Quanto à possibilidade de começar por impugnar o despacho arquivamento junto do CSM - o que implicaria que a queixa fosse entregue a outro vogal para apreciação, e depois apreciada pelo plenário, ou seja, por todos os vogais - o bastonário ainda não tomou uma decisão. "Estamos ainda a pensar o que vamos fazer em relação a isto. Ficámos muito indignados quando recebemos o despacho esta manhã."

Questionado pelo DN sobre se não faz parte dos deveres para com os clientes um advogado - no caso uma advogada - substabelecer, ou seja, encontrar que o substitua temporariamente quando sabe que vai ficar impedido de trabalhar durante algum tempo, Menezes Leitão nega: "Não há qualquer obrigação nesse sentido. Isso é impensável, é para isso que a lei prevê a possibilidade de adiamento. A advogada em causa só tem um colega de escritório, que não podia substituí-la no caso. E há muito advogados que trabalham em prática individual."

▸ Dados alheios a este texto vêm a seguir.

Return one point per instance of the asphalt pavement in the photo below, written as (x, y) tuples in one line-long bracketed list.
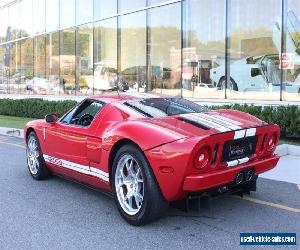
[(60, 214)]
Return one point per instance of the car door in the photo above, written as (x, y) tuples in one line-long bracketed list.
[(66, 140)]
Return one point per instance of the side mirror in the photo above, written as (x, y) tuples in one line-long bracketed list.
[(255, 72), (52, 118)]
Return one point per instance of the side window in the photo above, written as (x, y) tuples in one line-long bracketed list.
[(83, 114)]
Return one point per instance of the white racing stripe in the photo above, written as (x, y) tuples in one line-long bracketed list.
[(205, 122), (239, 134), (219, 120), (77, 167)]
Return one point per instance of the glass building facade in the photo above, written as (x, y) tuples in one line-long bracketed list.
[(234, 49)]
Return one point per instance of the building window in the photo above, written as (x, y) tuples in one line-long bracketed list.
[(132, 73), (255, 47), (39, 84), (67, 13), (164, 51), (105, 55), (84, 52), (204, 48), (52, 15), (39, 13), (14, 68), (291, 69), (67, 61), (4, 25), (14, 20), (26, 75), (84, 11), (52, 62), (125, 6), (104, 8), (26, 18)]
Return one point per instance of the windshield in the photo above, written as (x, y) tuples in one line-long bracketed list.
[(162, 107)]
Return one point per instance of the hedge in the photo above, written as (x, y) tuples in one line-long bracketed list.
[(287, 117)]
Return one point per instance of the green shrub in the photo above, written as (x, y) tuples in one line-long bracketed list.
[(34, 108), (287, 117)]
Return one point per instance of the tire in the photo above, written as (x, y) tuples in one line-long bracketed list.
[(35, 160), (136, 180), (233, 85)]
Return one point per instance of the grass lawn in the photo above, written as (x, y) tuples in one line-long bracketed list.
[(19, 122), (13, 122)]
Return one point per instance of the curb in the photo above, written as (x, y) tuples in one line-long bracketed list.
[(287, 149), (281, 150), (12, 132)]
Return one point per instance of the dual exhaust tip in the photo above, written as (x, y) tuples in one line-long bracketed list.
[(244, 176)]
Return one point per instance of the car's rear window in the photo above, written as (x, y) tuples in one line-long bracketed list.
[(162, 107)]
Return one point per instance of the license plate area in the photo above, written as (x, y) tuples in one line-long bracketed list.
[(240, 148)]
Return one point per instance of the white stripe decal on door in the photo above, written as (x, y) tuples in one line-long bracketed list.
[(77, 167)]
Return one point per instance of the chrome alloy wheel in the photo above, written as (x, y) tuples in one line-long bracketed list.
[(32, 152), (129, 184)]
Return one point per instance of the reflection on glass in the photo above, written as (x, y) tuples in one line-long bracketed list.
[(27, 65), (4, 24), (39, 16), (291, 64), (67, 61), (165, 50), (125, 6), (84, 11), (26, 18), (14, 19), (204, 48), (52, 62), (105, 55), (52, 15), (104, 8), (154, 2), (84, 59), (255, 46), (132, 75), (38, 84), (14, 68), (67, 13)]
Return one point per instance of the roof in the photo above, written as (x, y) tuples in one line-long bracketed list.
[(122, 97)]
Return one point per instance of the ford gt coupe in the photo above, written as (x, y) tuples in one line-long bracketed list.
[(149, 150)]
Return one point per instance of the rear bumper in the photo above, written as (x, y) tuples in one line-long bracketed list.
[(210, 180)]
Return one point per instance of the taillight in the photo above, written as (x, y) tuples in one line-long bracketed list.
[(271, 142), (202, 158)]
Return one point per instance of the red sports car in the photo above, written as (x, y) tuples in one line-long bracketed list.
[(149, 150)]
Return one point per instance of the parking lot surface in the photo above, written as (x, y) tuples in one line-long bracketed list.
[(59, 214)]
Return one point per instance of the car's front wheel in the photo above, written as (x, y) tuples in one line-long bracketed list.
[(137, 194), (35, 161)]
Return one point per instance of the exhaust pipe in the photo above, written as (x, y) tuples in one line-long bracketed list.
[(239, 178), (249, 175)]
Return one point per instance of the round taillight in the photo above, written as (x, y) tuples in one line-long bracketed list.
[(202, 158), (271, 143)]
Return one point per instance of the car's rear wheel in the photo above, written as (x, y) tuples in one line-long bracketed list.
[(137, 194), (35, 161)]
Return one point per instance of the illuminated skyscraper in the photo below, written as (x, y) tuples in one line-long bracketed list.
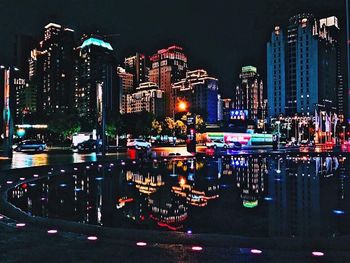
[(201, 92), (95, 70), (136, 65), (51, 69), (168, 66), (249, 93), (302, 66), (126, 82)]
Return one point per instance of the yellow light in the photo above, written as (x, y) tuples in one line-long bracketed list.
[(182, 106)]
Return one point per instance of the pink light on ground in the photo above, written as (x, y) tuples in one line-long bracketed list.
[(317, 254), (141, 244), (256, 251)]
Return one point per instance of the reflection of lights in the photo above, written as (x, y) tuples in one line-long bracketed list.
[(256, 251), (141, 244), (317, 253), (250, 204), (182, 181), (197, 248), (338, 212)]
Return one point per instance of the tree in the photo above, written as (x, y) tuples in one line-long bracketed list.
[(156, 127)]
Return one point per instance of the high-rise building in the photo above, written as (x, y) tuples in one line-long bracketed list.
[(168, 66), (51, 69), (249, 93), (126, 82), (302, 66), (23, 46), (347, 89), (136, 65), (95, 72), (201, 92), (148, 97)]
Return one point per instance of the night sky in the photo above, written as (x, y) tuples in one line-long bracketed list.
[(219, 36)]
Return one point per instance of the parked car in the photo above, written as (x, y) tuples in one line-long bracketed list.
[(235, 145), (138, 144), (217, 144), (88, 146), (34, 145)]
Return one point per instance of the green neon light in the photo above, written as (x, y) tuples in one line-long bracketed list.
[(250, 204), (96, 42)]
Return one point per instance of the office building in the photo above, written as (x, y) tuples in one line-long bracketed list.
[(136, 65), (126, 82), (148, 97), (302, 66), (168, 66), (249, 93), (51, 70), (95, 74), (201, 92)]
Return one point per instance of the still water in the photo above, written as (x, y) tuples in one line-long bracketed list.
[(250, 196)]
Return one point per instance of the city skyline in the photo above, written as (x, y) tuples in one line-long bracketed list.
[(212, 41)]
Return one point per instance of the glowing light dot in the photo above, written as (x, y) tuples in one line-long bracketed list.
[(141, 244), (338, 212), (256, 251), (317, 254)]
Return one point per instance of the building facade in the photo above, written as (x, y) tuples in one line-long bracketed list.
[(148, 97), (249, 93), (126, 82), (51, 70), (168, 66), (201, 92), (302, 66), (95, 73), (136, 65)]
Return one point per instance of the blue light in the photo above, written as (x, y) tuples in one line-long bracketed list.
[(338, 212), (96, 42)]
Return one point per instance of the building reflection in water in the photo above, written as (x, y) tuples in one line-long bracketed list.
[(275, 196)]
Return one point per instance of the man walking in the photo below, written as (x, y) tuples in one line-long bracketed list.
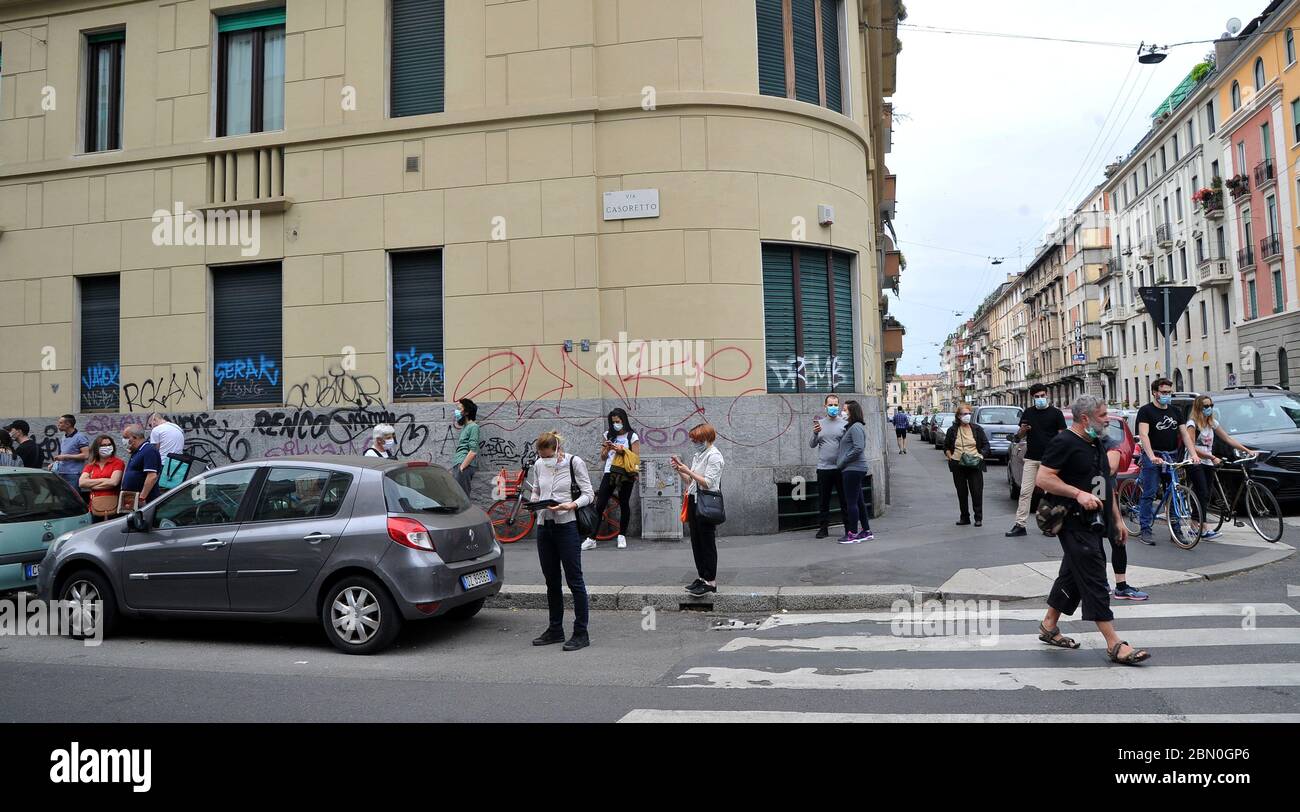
[(73, 452), (1039, 425), (1074, 474), (901, 421), (1160, 431)]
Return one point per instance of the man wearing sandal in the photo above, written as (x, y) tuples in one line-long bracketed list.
[(1074, 472)]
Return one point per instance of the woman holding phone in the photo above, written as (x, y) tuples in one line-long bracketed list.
[(705, 472)]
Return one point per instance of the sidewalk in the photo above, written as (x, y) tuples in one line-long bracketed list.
[(918, 551)]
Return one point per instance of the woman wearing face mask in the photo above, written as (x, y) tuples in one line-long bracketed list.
[(103, 478), (1199, 437), (618, 435), (705, 472), (385, 442), (966, 447), (466, 463)]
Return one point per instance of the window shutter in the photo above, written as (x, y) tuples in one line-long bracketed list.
[(416, 59), (99, 343), (807, 86), (831, 47), (779, 317), (246, 335), (417, 355), (845, 350)]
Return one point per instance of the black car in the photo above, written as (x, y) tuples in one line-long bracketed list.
[(1268, 420)]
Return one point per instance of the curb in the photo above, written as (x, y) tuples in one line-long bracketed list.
[(726, 599)]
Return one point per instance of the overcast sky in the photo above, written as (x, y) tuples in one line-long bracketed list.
[(995, 130)]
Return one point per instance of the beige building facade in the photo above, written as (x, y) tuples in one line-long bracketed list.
[(571, 189)]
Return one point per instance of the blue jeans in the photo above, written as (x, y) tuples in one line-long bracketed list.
[(1148, 478), (558, 546)]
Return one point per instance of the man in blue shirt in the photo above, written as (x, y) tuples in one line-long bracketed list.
[(73, 452), (142, 469)]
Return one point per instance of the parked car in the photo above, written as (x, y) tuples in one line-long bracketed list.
[(1118, 431), (35, 508), (359, 545), (1000, 422)]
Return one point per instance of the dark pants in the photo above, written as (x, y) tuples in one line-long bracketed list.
[(703, 543), (828, 481), (1083, 574), (602, 499), (558, 545), (970, 490)]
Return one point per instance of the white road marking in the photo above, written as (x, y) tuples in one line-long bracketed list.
[(1106, 677), (1123, 611), (1165, 638), (694, 717)]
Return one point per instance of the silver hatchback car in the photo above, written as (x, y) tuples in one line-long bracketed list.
[(359, 545)]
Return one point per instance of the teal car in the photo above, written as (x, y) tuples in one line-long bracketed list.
[(35, 508)]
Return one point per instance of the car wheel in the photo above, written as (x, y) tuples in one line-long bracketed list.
[(359, 616), (92, 606), (466, 611)]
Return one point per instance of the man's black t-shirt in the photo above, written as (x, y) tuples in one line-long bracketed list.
[(1044, 425), (1165, 425)]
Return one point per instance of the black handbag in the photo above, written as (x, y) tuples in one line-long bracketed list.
[(710, 507), (588, 520)]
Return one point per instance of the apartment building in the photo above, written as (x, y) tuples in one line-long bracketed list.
[(282, 222)]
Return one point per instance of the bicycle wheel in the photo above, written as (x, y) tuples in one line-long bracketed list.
[(1261, 506), (1130, 494), (609, 521), (506, 529), (1182, 513)]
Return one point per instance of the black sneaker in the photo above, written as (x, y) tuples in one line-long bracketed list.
[(549, 637), (577, 641)]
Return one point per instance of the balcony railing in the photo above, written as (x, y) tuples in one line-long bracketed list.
[(1270, 247)]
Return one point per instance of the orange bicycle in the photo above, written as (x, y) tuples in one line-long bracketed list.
[(512, 521)]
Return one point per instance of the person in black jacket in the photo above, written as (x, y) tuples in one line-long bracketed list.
[(966, 447)]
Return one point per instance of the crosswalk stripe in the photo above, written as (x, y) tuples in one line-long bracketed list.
[(1110, 677), (1123, 611), (694, 717), (1166, 638)]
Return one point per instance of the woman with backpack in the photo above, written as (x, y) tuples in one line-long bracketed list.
[(620, 451)]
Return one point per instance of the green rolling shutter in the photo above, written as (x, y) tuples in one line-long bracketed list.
[(771, 48), (831, 47), (417, 57), (845, 350), (779, 317), (417, 355), (807, 86)]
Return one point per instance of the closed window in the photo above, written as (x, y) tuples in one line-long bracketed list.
[(417, 61), (798, 51), (246, 335), (417, 354), (251, 72), (104, 57), (99, 343), (807, 311)]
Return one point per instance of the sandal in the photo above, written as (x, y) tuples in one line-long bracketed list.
[(1132, 658), (1053, 637)]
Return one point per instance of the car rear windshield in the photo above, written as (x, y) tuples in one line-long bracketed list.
[(37, 496), (424, 489), (1244, 415)]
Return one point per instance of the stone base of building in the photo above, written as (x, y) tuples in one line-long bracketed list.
[(763, 438)]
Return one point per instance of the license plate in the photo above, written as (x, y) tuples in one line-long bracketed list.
[(479, 578)]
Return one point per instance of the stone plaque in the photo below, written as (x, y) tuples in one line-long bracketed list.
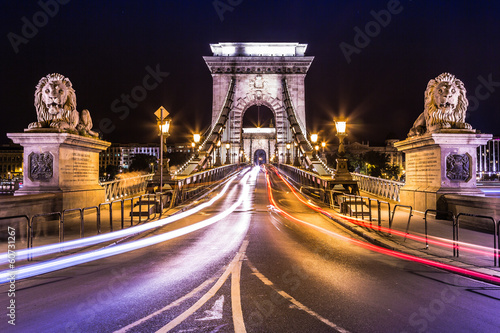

Foi exatamente tendo em conta a especificidade da profissão que a citada lei de 2009 estabeleceu a possibilidade de adiamento de atos processuais em caso de parentalidade e luto. Como explica o respetivo preâmbulo, "embora a advocacia seja maioritariamente exercida como profissão liberal, alguns dos mais importantes atos profissionais são atos judiciais - julgamentos e outros atos processuais -, cuja marcação não depende dos próprios e a que não podem faltar, salvo nos termos previstos na lei. Por esse motivo, os advogados não gozam de certos direitos e regalias que a generalidade dos cidadãos tem, nomeadamente da dispensa de atividade durante certo período de tempo, em caso de maternidade ou paternidade, ou de falecimento de familiar próximo. Importa, por isso, estender aos advogados esses direitos, de forma a compatibilizar o exercício da profissão com a vida familiar, em termos equilibrados, sem afetar excessivamente a necessária celeridade da justiça."

No caso da parentalidade, o diploma estabelece que "os advogados, ainda que no exercício do patrocínio oficioso, gozam do direito de obter, mediante comunicação ao tribunal, o adiamento dos atos processuais em que devam intervir".

E enumera os termos em que tal pode ser requerido: "Quando a diligência devesse ter lugar durante o primeiro mês após o nascimento, o adiamento não deve ser inferior a dois meses e quando devesse ter lugar durante o segundo mês, o adiamento não deverá ser inferior a um mês; em caso de processos urgentes, os prazos previstos na alínea anterior são reduzidos a duas semanas e uma semana, respetivamente."

No caso de no processo em causa existirem arguidos sujeitos a prisão domiciliária ou prisão preventiva, não pode haver adiamento.

Têm sido apresentados, nos últimos anos, projetos de lei no sentido de alterar a legislação no que respeita aos direitos de parentalidade dos advogados e à sua segurança social, mas até agora a lei não mudou.